Prezzo del riso raddoppiato
Nel mese di maggio il prezzo del riso risultava sostanzialmente raddoppiato su base annua, segnando una crescita del 98,4%. Da alcune settimane la situazione sta migliorando, anche se una confezione da 5 kg resta sopra i 4.000 yen, qualcosa come più di 4,60 euro al kg. Trattasi della pietanza principale per il Sol Levante. L’inflazione nello stesso mese si attestava al 3,5% e quella “core” al 3,7%. Numeri superiori al target del 2% fissato dalla banca centrale e relativamente alti per un’economia alle prese con il problema opposto della deflazione per decenni.
Fino a qualche anno fa parlavamo di trappola giapponese per definire quel fenomeno per cui il taglio dei tassi di interesse non offriva più alcun sostegno all’economia domestica. Adesso, sta assumendo un significato assai diverso. La Banca del Giappone avrebbe tutti i motivi di questo mondo per alzare i tassi, ancora fermi allo 0,50%. L’inflazione è alta e il cambio contro il dollaro perde il 28% nell’ultimo quinquennio. Perché non lo fa? Per i numeri con cui abbiamo iniziato l’articolo.
I rendimenti stanno salendo velocemente. E ancora l’istituto detiene oltre la metà dei titoli di stato emessi. Se alzasse i tassi, i rendimenti esploderebbero. Si rischia una crisi fiscale.
Sintomi di crisi fiscale
Il Giappone spenderà quest’anno 10.500 miliardi di yen, circa 70 miliardi di dollari, per pagare gli interessi sul debito. Una cifra contenuta all’1,5% del Pil.
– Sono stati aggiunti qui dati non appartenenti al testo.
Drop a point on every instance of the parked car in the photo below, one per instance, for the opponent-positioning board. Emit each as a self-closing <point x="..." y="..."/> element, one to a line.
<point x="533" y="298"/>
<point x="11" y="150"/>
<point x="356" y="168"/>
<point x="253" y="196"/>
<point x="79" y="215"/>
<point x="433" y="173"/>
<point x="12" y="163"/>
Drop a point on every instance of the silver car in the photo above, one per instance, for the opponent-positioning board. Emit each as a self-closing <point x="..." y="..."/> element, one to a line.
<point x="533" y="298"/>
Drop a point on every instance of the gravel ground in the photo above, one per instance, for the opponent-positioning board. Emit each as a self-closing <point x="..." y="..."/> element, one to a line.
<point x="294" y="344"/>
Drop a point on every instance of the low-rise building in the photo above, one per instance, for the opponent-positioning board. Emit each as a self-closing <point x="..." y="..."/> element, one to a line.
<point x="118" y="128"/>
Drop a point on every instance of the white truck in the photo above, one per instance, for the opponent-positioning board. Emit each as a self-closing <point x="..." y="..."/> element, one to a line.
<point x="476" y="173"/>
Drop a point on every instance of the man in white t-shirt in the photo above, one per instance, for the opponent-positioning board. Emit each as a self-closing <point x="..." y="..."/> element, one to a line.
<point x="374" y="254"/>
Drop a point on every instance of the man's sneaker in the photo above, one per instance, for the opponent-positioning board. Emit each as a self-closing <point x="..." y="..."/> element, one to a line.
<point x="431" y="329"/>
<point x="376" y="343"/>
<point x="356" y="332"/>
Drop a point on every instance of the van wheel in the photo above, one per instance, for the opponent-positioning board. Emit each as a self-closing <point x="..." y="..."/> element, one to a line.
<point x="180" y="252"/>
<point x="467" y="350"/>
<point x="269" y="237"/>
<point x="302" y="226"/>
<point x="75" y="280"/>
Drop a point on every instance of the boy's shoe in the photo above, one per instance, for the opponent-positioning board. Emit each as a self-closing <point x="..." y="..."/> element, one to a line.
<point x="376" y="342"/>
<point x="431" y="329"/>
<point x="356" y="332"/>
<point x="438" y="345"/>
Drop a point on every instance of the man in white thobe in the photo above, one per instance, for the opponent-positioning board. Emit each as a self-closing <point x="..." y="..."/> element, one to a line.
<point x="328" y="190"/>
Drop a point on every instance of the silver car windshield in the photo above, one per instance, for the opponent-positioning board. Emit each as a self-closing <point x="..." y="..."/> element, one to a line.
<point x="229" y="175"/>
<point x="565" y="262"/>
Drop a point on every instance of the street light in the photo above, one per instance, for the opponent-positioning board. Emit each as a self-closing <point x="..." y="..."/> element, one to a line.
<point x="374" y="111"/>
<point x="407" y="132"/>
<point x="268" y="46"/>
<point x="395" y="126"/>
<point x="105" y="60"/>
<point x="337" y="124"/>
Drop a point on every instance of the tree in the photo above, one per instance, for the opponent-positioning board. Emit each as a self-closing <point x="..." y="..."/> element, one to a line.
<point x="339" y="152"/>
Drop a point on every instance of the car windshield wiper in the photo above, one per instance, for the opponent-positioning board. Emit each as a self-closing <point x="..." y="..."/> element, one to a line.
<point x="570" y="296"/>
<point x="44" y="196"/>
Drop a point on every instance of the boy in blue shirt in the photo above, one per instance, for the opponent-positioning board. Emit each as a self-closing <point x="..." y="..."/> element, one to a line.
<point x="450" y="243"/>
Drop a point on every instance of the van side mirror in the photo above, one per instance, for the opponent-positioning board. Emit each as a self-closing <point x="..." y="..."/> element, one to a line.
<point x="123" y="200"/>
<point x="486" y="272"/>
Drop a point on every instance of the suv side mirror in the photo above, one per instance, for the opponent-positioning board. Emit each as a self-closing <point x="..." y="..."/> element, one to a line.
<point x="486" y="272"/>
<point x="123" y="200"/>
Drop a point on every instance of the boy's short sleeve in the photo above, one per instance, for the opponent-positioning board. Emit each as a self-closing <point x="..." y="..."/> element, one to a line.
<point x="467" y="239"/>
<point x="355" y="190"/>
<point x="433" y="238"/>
A titolo di confronto, in Italia sfiora il 4% e con un rapporto debito/Pil pari alla metà. Vi immaginate se Tokyo si avvicinasse ai livelli italiani con un disavanzo in partenza sopra il 4% del Pil? Questa è la trappola giapponese di cui parlavamo. Per il governatore Kazuo Ueda fare la cosa logica non equivale a fare la cosa giusta. I rischi non riguardano il solo Giappone. Il “carry trade“ lanciò già un allarme agli inizi dell’agosto scorso, quando la Borsa di Tokyo crollò in una sola seduta di oltre il 12%.
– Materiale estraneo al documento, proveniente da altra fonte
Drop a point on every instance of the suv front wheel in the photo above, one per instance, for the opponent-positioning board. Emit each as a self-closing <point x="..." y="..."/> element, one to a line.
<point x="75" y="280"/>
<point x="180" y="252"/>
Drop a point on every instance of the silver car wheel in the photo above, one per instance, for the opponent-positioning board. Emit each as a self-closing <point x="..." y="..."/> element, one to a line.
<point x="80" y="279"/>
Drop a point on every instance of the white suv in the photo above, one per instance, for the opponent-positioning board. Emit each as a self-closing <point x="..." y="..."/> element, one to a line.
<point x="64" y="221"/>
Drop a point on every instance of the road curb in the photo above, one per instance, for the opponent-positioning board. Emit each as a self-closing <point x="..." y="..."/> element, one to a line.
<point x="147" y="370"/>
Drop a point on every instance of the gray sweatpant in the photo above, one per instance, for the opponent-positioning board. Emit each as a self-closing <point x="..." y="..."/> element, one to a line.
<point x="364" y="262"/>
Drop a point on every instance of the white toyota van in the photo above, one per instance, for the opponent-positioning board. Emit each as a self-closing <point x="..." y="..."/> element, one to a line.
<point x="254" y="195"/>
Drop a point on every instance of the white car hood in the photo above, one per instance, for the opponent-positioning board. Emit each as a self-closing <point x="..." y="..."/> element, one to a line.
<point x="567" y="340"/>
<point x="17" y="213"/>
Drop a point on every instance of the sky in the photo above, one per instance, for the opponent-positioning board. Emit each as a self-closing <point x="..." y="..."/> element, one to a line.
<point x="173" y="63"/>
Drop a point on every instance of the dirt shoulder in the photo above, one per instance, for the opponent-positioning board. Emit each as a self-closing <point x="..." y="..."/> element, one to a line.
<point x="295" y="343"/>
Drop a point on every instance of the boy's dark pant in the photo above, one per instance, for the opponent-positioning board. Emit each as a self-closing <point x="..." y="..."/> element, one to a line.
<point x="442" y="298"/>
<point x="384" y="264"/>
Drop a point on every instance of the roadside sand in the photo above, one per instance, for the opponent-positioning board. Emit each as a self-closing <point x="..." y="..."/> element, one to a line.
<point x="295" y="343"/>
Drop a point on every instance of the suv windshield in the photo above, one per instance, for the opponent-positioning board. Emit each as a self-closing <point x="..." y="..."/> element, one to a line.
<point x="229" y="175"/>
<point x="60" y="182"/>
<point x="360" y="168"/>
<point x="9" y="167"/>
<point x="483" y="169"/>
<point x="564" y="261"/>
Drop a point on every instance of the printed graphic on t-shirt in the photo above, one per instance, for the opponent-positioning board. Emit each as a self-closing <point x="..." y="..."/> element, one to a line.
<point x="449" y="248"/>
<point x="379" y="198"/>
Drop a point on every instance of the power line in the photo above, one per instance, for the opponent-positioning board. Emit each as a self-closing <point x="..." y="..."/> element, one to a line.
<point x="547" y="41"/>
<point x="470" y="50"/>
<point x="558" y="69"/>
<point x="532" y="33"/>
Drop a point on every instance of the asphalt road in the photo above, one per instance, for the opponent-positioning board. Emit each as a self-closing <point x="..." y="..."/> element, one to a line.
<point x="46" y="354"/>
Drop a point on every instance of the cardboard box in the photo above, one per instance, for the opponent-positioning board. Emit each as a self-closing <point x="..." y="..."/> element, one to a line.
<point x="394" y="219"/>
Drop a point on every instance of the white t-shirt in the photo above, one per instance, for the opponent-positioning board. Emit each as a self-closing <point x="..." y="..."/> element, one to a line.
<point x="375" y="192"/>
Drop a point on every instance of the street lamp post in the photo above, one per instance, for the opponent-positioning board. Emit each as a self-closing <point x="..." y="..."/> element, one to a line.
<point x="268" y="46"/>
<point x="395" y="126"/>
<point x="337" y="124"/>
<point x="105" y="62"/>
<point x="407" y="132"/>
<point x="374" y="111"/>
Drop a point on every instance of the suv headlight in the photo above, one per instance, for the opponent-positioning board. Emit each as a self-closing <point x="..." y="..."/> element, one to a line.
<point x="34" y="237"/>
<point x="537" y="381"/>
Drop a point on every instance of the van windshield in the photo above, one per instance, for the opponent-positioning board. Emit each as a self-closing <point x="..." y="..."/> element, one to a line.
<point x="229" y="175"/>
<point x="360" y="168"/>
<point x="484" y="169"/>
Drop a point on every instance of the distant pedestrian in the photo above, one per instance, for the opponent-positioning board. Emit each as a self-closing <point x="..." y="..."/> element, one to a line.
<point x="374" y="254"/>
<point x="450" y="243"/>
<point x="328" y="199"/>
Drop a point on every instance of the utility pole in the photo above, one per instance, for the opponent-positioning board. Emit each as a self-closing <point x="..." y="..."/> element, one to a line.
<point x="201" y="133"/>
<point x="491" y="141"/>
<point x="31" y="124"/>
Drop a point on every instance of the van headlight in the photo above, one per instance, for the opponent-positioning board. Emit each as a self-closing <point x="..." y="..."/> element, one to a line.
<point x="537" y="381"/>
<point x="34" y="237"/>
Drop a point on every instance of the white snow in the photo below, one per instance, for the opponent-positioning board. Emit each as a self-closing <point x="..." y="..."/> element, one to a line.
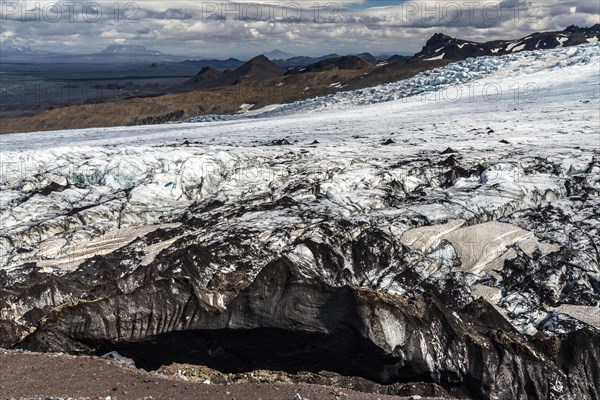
<point x="126" y="181"/>
<point x="440" y="57"/>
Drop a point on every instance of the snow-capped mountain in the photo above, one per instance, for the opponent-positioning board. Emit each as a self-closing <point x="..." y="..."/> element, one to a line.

In apparenza, nulla giustificò il tonfo peggiore dal 1987. C’era il sentore, però, che i tassi nipponici sarebbero saliti. Ciò fece apprezzare lo yen e i capitali presi in prestito negli anni dei tassi negativi per essere investiti all’estero, iniziarono a rientrare precipitosamente.
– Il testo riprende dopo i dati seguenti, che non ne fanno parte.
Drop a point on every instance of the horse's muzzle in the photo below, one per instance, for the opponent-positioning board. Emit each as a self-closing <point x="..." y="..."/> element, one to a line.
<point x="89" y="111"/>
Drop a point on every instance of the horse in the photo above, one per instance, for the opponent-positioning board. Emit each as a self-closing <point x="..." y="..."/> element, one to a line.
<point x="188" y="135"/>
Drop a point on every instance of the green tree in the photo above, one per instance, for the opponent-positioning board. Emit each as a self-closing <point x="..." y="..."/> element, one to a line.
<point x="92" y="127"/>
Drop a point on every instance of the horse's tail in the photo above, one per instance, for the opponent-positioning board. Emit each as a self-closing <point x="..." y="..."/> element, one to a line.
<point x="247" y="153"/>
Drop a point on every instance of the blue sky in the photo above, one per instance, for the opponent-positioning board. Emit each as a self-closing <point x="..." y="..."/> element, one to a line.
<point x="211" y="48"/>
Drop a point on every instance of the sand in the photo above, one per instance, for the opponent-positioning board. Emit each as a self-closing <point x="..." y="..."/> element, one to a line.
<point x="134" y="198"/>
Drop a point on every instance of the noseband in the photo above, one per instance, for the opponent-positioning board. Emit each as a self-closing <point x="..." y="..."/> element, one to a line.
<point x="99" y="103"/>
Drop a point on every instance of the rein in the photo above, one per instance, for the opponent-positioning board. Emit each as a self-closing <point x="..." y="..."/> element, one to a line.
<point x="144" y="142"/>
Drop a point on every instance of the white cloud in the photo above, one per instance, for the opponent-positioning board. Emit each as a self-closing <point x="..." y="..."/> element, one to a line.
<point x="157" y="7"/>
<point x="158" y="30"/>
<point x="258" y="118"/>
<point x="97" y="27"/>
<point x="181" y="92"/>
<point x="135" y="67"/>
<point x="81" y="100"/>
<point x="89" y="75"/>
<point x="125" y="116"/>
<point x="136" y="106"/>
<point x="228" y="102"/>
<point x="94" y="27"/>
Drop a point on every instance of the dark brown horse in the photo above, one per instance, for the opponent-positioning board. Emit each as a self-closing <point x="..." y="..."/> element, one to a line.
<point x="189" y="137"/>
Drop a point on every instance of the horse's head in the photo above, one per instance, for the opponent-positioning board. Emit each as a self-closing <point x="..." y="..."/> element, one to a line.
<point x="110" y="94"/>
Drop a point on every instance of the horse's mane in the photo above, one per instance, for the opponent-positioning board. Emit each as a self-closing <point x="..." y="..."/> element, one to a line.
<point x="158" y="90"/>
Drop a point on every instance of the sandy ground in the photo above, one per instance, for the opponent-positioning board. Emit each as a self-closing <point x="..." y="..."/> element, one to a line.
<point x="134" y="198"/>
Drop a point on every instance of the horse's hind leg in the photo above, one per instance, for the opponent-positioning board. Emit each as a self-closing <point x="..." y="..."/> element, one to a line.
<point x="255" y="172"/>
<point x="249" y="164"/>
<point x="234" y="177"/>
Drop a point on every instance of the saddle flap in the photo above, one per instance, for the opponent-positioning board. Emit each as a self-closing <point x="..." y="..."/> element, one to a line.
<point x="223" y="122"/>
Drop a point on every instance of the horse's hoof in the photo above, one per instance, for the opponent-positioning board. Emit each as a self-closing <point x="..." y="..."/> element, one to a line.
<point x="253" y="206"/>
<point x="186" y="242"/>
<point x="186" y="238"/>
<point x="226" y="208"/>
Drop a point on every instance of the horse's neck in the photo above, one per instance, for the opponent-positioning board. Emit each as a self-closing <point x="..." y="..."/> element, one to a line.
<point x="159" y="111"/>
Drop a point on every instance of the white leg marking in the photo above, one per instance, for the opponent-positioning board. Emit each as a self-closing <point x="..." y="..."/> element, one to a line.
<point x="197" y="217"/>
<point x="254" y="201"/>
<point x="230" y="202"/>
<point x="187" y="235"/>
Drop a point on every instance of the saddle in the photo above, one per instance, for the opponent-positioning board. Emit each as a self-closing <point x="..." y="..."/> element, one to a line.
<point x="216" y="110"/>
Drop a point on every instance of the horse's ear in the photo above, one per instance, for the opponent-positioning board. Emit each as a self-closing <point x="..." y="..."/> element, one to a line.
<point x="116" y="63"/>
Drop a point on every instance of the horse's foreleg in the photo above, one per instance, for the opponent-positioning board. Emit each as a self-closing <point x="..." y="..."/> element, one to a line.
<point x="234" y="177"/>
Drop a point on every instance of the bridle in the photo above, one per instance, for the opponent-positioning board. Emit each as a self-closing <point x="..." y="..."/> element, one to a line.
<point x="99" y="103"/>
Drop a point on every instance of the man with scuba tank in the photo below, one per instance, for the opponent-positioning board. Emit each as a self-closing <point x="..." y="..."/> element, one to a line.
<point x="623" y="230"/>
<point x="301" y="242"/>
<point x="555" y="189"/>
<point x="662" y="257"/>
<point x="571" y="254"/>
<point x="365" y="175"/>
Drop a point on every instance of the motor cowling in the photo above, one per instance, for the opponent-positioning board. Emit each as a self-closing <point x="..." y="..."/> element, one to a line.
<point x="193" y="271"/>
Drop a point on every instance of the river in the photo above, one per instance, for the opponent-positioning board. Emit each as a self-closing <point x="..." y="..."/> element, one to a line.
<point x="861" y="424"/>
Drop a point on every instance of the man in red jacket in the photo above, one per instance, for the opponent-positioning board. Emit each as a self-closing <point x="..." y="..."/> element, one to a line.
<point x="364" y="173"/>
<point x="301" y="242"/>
Una manovra che non favorì neppure la stessa Tokyo, forse per effetto dei disinvestimenti necessari per restituire i prestiti. Fatto sta che alla fine dello scorso anno, il Giappone possedeva 3.700 miliardi di dollari di posizione finanziaria netta con l’estero. In sostanza, i giapponesi sono principali creditori insieme ai tedeschi verso il resto del mondo.
Trappola giapponese rischiosa per economia mondiale
Questo dato ha sinora alleviato i timori per l’eccesso di debito pubblico. In questa fase, svela la vulnerabilità del sistema finanziario globale. Un rialzo dei tassi a Tokyo, magari accompagnato da un taglio dei tassi negli USA, accentuerebbe i deflussi dall’Occidente all’Asia. Le vendite sarebbero enormi a Wall Street, in particolare, e ai danni dell’obbligazionario europeo. La maggiore liquidità sul mercato americano con l’allentamento monetario compenserebbe solo in parte. La trappola giapponese non riguarda più il solo Sol Levante, bensì l’economia mondiale nel suo complesso. Da una ciotola di riso si può scatenare l’inferno.